O Chicago Defender conseguiu sobreviver “sem se conformar com as noções da imprensa branca sobre separar notícias objetivas de editoriais subjetivos”, escreveram Gene Roberts e Hank Klibanoff em seu livro vencedor do Prêmio Pulitzer, “The Race Beat”.
Nos últimos anos, no entanto, “The Defender” vinha lutando com as pressões que dilaceraram o setor de jornais —a queda da publicidade impressa e os leitores voltando-se para a internet.
Até agora, cerca de 16 mil cópias do Defender eram impressas a cada semana, de acordo com Jackson, da Real Times Media, que acrescentou que o jornal tem muito mais leitores on-line.
Os diretores não dão detalhes sobre a situação financeira da publicação nem dizem quantos funcionários trabalham hoje no escritório na zona sul de Chicago.

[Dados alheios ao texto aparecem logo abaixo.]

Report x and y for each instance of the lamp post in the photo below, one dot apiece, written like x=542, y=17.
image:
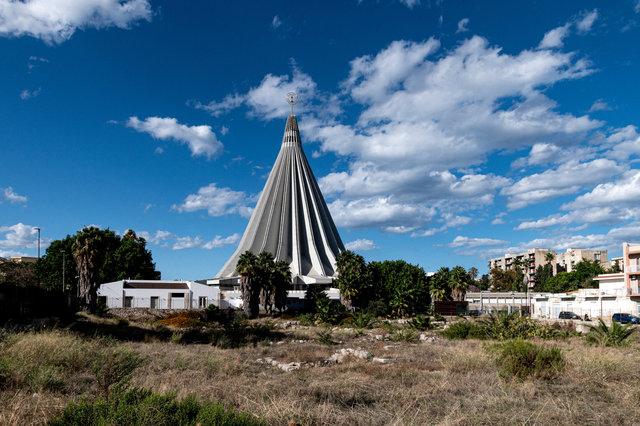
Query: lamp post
x=63, y=264
x=38, y=264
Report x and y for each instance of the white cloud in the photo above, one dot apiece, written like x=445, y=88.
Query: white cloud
x=625, y=192
x=217, y=202
x=555, y=37
x=166, y=239
x=461, y=241
x=568, y=178
x=19, y=236
x=410, y=3
x=276, y=22
x=55, y=21
x=28, y=94
x=600, y=105
x=585, y=23
x=462, y=25
x=361, y=244
x=7, y=194
x=200, y=139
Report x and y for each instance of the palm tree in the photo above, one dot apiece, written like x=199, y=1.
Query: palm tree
x=352, y=276
x=89, y=255
x=247, y=267
x=265, y=279
x=281, y=281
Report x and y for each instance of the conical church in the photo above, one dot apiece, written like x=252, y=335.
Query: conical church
x=291, y=219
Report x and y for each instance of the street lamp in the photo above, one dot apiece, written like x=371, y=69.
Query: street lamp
x=63, y=262
x=38, y=268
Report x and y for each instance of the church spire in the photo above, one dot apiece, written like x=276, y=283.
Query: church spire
x=291, y=219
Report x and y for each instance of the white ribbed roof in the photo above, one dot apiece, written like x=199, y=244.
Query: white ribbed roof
x=291, y=219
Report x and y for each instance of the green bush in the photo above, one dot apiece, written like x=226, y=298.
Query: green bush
x=521, y=359
x=405, y=335
x=307, y=319
x=421, y=322
x=616, y=335
x=464, y=330
x=362, y=319
x=143, y=407
x=114, y=367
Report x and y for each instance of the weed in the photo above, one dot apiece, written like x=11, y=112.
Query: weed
x=464, y=330
x=406, y=335
x=143, y=407
x=114, y=367
x=521, y=359
x=616, y=335
x=325, y=337
x=362, y=319
x=421, y=322
x=177, y=337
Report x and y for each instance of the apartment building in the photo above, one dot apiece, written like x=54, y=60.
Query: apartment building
x=531, y=259
x=568, y=260
x=535, y=257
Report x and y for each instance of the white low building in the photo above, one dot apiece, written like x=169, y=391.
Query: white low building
x=156, y=294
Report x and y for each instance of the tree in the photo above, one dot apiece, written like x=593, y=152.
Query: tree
x=352, y=279
x=89, y=253
x=18, y=273
x=249, y=286
x=502, y=280
x=459, y=281
x=281, y=283
x=473, y=273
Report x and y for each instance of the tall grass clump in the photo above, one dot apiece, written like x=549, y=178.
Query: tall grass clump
x=143, y=407
x=520, y=359
x=113, y=369
x=616, y=335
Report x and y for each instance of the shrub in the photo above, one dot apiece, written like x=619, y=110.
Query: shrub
x=464, y=330
x=421, y=322
x=143, y=407
x=307, y=319
x=616, y=335
x=406, y=335
x=377, y=308
x=114, y=367
x=521, y=359
x=325, y=337
x=362, y=319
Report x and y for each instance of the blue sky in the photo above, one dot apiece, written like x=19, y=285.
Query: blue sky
x=440, y=132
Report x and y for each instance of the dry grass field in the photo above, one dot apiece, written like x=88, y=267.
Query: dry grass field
x=436, y=381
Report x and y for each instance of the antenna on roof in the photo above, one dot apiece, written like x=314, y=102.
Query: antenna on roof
x=292, y=99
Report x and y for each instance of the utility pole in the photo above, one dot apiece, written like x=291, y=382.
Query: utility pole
x=38, y=264
x=63, y=264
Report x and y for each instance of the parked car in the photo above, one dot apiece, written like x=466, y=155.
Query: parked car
x=625, y=318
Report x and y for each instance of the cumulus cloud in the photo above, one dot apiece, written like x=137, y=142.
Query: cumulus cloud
x=168, y=239
x=20, y=237
x=7, y=194
x=361, y=244
x=585, y=22
x=200, y=139
x=216, y=201
x=568, y=178
x=276, y=22
x=55, y=21
x=461, y=241
x=28, y=94
x=462, y=25
x=600, y=105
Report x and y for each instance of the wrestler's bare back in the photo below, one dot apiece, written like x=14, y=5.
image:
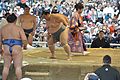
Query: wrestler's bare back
x=53, y=24
x=27, y=21
x=11, y=31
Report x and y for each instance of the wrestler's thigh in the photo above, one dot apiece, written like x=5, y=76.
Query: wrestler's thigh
x=50, y=40
x=6, y=56
x=17, y=56
x=64, y=36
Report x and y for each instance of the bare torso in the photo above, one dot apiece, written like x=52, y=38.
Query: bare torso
x=27, y=21
x=11, y=31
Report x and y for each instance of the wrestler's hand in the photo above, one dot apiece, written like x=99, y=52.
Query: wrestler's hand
x=32, y=33
x=0, y=57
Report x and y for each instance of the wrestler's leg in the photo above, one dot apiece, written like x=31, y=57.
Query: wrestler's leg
x=7, y=63
x=64, y=42
x=17, y=59
x=51, y=46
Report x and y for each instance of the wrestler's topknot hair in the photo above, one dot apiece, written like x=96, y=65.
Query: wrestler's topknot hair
x=11, y=18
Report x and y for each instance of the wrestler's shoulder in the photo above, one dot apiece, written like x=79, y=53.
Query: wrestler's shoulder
x=57, y=15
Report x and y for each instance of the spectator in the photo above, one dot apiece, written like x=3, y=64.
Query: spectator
x=91, y=76
x=106, y=72
x=100, y=41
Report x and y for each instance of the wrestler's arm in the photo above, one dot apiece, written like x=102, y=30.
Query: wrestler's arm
x=62, y=18
x=34, y=24
x=18, y=22
x=23, y=37
x=0, y=44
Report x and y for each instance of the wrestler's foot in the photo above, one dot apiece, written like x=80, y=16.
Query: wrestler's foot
x=52, y=57
x=69, y=59
x=25, y=47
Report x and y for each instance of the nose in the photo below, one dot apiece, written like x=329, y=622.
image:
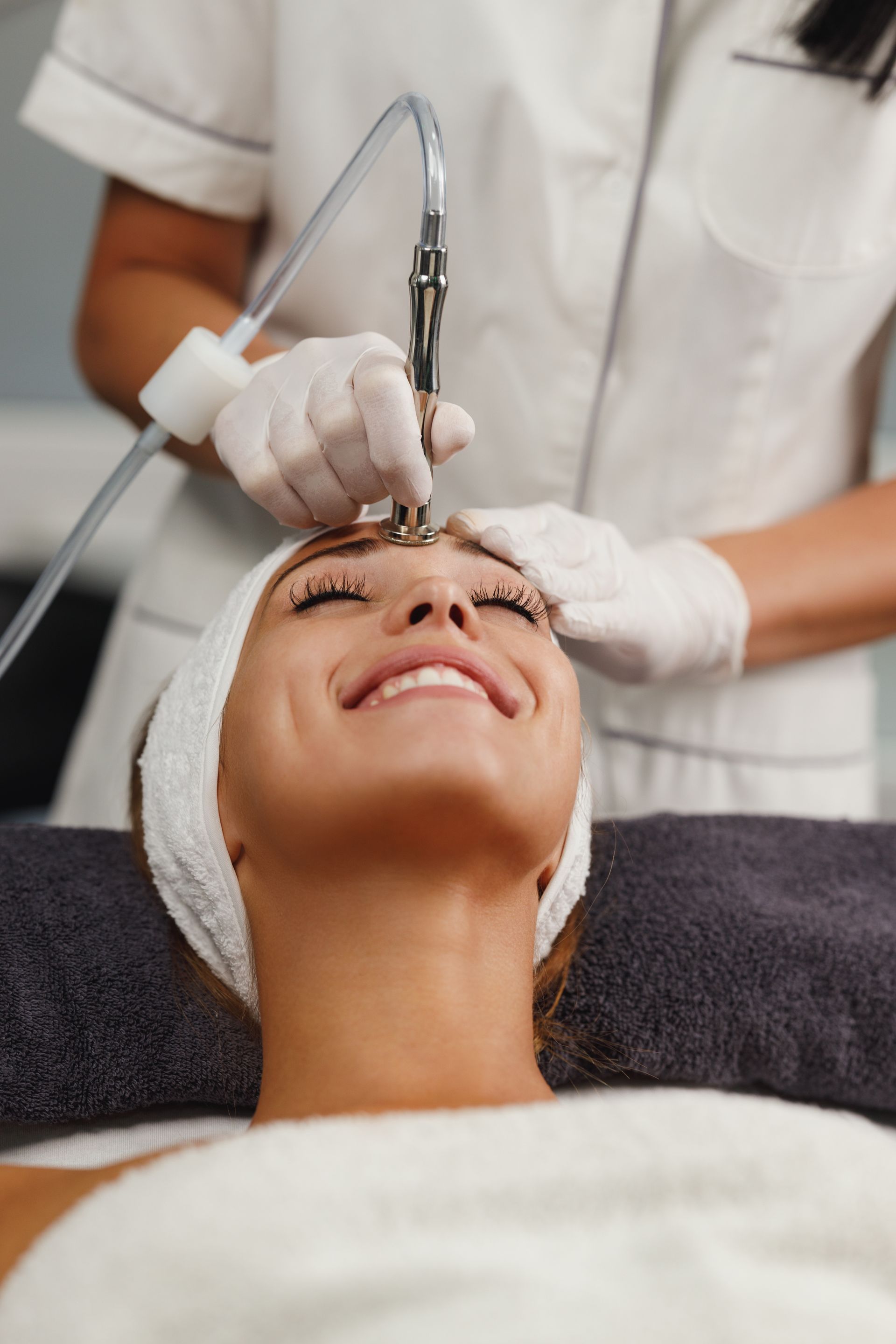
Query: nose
x=434, y=604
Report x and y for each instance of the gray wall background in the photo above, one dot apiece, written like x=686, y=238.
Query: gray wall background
x=48, y=213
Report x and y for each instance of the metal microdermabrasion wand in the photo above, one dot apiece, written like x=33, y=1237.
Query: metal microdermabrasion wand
x=191, y=367
x=429, y=286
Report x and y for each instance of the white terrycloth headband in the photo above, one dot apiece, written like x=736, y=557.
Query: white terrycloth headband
x=182, y=827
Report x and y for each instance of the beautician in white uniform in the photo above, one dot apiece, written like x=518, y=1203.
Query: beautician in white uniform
x=672, y=264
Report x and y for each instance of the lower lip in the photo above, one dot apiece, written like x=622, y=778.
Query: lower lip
x=418, y=693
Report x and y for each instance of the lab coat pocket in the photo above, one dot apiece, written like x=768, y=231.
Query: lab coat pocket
x=798, y=167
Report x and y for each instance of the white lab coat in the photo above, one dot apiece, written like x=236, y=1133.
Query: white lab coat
x=672, y=263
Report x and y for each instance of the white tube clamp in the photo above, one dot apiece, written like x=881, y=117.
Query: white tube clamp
x=187, y=393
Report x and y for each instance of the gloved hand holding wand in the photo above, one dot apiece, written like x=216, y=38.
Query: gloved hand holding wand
x=331, y=427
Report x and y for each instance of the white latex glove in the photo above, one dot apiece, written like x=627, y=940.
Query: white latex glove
x=671, y=609
x=331, y=427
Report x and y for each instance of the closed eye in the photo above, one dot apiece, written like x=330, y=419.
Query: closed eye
x=329, y=589
x=518, y=597
x=317, y=590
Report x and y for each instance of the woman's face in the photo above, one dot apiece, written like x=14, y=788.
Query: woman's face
x=406, y=703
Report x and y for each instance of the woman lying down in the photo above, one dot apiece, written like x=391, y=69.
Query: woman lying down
x=363, y=804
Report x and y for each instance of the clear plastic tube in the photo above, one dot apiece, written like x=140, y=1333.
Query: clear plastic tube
x=241, y=332
x=249, y=324
x=57, y=572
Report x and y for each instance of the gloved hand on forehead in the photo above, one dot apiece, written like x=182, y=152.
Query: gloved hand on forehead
x=331, y=427
x=671, y=609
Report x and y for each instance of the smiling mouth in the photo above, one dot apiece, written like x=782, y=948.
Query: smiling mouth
x=433, y=679
x=429, y=671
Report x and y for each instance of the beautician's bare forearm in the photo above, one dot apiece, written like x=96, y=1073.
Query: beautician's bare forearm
x=158, y=271
x=821, y=581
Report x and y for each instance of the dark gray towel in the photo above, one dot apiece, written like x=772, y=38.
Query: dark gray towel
x=94, y=1021
x=743, y=952
x=719, y=951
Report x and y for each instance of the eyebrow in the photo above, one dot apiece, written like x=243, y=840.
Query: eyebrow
x=363, y=546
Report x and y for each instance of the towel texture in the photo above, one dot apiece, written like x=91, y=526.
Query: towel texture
x=733, y=952
x=96, y=1021
x=691, y=1218
x=184, y=842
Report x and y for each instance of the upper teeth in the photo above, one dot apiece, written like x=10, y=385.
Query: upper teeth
x=433, y=674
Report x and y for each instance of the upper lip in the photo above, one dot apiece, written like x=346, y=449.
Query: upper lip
x=404, y=660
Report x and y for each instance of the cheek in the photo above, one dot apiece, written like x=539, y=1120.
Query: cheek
x=559, y=746
x=276, y=726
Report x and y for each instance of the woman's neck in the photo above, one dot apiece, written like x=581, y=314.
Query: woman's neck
x=385, y=994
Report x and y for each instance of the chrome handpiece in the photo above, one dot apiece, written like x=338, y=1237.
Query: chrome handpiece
x=429, y=286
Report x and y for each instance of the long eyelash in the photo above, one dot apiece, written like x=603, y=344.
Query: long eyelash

Em 2015, restavam apenas dez funcionários em tempo integral, incluindo um repórter.
Jackson disse que nenhum membro da equipe será cortado quando a edição impressa terminar.
Em vez disso, afirmou, os funcionários existentes se dedicarão a melhorar a cobertura de notícias no site e nas redes sociais, bem como a expandir os esforços para realizar eventos patrocinados pelo jornal e para interessar os leitores pelos vastos arquivos do jornal.
“Estamos nervosos, mas muito animados com isso”, disse Jackson. “O Chicago Defender é conhecido pelo impacto que teve. A única maneira de sermos impactantes é ter um grande público. Não se pode fazer isso com jornais impressos.”